From the council’s point of view, their funding keeps getting cut and they know/think that their local electorate won’t stand for council tax going up to anything like the rate needed to actually fund everything the electorate expects the council to provide so their only options are to either cut services or reduce costs in some other way (and by this point in time - both).
The political message since Tony Blair took the Labour party into government lo these many years ago, right through to today’s Conservative government has been that public bodies should use private industry to provide services pretty much wherever possible.
So the Council has that in the background shaping their thinking. They also know that if the council provides the service directly, they get it in the neck for everything that goes wrong.
If they outsource, they can tell the electorate that anything wrong with the service is the private company’s fault and as here “step in” to save the day.
In addition, they not only save a fortune (just on staff costs alone for example) but they also get to tell the electorate that the cost of the service is not just some featherbedded figure that’s been pulled out of the air by some council officer but is the best price possible achieved under an open tender process.
That is genuinely important to a lot of voters.

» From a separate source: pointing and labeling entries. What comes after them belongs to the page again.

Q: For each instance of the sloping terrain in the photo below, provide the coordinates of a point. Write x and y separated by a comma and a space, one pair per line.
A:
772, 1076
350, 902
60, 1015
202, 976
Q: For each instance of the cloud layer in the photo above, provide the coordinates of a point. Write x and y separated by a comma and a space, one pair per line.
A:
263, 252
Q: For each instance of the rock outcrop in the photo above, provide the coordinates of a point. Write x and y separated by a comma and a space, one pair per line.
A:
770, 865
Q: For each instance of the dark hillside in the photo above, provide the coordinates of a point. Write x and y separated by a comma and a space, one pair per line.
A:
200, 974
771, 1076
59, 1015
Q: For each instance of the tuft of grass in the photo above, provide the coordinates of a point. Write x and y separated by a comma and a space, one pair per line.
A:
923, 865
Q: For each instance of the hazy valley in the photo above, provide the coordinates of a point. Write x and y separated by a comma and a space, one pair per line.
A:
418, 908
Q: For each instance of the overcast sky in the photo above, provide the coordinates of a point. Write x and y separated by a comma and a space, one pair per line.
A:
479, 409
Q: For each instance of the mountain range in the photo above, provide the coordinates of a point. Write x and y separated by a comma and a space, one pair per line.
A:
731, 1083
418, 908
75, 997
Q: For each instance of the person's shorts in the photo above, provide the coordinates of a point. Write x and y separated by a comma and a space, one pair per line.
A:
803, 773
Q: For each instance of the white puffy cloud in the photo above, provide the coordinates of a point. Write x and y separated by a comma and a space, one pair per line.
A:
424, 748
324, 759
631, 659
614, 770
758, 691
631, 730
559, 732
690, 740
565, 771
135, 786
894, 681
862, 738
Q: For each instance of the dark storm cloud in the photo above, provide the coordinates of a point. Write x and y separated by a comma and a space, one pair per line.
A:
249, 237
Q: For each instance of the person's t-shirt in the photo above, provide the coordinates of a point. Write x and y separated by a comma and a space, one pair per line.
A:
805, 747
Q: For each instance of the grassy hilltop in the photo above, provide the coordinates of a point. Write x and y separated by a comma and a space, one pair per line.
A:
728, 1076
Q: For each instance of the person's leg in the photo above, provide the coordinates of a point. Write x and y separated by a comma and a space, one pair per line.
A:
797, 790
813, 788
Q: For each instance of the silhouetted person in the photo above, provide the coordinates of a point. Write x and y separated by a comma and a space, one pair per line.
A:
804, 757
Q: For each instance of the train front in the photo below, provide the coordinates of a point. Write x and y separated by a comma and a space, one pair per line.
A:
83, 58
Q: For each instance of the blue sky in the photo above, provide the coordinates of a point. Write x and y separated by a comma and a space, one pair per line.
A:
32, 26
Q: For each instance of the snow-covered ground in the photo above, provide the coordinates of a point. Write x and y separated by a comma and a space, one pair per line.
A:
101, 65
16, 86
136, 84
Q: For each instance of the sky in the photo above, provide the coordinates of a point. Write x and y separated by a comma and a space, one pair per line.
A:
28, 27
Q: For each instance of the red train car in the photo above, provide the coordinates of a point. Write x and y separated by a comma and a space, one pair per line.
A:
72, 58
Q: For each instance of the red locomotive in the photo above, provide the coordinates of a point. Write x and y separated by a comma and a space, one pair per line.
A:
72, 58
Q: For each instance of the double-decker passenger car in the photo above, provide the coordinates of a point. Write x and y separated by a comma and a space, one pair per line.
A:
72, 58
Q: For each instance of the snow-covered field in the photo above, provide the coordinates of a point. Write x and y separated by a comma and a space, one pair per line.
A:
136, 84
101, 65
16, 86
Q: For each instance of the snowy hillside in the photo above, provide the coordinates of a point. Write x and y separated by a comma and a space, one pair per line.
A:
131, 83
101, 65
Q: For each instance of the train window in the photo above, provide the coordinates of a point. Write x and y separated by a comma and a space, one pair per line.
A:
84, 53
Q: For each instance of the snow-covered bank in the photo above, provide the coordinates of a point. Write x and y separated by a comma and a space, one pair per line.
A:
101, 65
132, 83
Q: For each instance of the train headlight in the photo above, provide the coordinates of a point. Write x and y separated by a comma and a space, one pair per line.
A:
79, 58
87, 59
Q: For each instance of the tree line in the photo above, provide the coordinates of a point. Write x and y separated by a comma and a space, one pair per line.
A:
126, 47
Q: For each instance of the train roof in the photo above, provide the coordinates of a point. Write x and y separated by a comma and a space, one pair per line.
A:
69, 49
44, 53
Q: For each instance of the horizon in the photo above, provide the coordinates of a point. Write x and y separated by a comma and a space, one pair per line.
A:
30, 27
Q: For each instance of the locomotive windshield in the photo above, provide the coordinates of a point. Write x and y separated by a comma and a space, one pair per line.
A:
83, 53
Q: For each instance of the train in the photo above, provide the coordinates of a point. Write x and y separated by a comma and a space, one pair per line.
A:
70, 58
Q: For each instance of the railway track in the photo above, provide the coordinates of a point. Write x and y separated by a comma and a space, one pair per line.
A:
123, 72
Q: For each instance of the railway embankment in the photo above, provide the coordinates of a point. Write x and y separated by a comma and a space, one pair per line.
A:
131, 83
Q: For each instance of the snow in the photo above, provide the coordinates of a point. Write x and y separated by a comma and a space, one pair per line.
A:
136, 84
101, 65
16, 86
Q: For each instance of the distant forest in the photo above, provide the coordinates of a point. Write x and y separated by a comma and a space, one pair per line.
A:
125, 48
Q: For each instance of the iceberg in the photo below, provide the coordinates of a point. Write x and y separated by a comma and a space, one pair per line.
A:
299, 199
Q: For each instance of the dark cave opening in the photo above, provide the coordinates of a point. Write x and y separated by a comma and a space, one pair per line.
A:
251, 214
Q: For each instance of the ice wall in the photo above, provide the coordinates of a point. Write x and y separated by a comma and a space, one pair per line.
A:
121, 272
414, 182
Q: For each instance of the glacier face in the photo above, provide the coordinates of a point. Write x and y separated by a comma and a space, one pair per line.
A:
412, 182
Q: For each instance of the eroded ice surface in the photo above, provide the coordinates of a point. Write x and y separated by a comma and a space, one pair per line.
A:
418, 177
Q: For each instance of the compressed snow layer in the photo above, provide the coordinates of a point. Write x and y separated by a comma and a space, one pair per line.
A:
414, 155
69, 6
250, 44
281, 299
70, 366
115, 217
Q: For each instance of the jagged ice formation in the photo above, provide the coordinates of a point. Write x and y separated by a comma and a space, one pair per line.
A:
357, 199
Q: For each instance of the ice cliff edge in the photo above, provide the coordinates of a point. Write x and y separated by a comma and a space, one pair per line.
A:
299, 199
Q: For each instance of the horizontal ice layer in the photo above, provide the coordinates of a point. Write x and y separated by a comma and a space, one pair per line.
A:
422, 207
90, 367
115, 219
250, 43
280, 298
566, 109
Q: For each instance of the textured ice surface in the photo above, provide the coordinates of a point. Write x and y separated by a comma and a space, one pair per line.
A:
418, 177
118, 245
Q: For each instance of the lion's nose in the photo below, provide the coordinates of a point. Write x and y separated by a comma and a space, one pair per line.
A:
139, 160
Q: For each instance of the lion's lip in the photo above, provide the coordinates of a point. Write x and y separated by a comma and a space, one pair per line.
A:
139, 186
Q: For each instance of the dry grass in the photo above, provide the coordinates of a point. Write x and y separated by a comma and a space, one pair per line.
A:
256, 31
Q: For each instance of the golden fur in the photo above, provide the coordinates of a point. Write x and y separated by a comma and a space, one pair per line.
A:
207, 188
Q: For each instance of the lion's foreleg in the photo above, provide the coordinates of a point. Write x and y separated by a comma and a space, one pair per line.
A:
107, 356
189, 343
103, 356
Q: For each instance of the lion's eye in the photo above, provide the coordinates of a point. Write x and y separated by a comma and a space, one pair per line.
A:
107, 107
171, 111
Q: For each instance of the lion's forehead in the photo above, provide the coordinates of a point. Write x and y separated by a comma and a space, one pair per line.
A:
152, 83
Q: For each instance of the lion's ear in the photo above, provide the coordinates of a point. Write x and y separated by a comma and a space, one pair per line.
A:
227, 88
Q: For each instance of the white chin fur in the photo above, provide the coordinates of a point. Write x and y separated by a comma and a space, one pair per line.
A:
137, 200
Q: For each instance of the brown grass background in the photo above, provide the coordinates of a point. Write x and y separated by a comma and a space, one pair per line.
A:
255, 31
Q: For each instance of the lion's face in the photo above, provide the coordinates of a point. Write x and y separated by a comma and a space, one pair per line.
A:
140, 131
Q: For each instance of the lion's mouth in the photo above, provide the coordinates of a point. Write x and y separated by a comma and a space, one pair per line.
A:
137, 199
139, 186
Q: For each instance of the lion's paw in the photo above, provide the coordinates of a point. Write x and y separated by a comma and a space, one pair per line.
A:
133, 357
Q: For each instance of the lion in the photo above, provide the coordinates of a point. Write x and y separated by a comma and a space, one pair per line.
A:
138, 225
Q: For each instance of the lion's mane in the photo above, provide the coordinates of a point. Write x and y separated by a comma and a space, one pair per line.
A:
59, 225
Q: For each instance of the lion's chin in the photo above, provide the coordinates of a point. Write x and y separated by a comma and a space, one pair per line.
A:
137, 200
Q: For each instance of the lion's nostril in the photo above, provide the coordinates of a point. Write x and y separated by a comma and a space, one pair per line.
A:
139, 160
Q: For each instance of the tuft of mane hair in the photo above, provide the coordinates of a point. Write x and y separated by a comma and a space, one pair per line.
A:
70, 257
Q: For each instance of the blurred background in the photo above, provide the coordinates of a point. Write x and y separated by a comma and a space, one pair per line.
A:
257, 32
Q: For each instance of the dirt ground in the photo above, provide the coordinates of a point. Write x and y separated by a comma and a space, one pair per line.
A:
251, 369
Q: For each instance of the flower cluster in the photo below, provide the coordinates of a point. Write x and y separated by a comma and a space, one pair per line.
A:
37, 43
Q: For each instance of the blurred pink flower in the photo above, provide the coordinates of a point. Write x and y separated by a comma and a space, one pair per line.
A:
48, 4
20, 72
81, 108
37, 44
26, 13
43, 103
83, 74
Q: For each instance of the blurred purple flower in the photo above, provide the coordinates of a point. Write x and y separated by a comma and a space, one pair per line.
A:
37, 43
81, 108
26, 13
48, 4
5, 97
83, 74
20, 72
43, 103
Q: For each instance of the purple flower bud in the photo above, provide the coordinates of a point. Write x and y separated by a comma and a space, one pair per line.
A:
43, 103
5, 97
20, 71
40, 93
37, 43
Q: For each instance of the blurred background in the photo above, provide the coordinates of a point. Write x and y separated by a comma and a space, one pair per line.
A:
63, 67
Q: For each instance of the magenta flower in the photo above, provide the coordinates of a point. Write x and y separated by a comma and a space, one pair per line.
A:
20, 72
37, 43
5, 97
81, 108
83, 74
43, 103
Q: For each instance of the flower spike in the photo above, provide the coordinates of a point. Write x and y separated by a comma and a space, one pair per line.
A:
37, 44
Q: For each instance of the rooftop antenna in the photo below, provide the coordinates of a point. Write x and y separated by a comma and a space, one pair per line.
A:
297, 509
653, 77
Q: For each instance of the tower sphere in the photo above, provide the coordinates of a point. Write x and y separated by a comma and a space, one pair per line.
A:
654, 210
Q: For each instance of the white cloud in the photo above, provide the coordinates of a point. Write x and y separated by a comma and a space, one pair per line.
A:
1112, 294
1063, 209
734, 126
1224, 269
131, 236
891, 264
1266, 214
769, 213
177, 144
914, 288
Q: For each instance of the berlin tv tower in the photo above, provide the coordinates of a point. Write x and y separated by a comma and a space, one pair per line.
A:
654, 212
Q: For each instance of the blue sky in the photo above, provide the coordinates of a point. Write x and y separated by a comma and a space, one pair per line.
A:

To be fair, a lot of councils do try and require those sort of terms. The UK of course has a minimum wage in any event these days and a lot of councils will try and require a local ‘living wage’ be paid, working hours again are theoretically covered by UK/EU law but again many councils will try and specify better standards in their contracts.
The response to which as you said is either “We can do that of course, here’s what it will cost (quotes twice the Council’s available budget)” or “No, thanks we’re not interested” or (my personal inducer of frothing rage) “Sure, we can do that, it’ll cost half what you’re spending now, when shall we start” until the council commits itself to that operator and then "Oh, there’s no way, we can provide all this for the price, we’re not going to provide this, this or this and the price will actually be slightly more than you were paying in-house.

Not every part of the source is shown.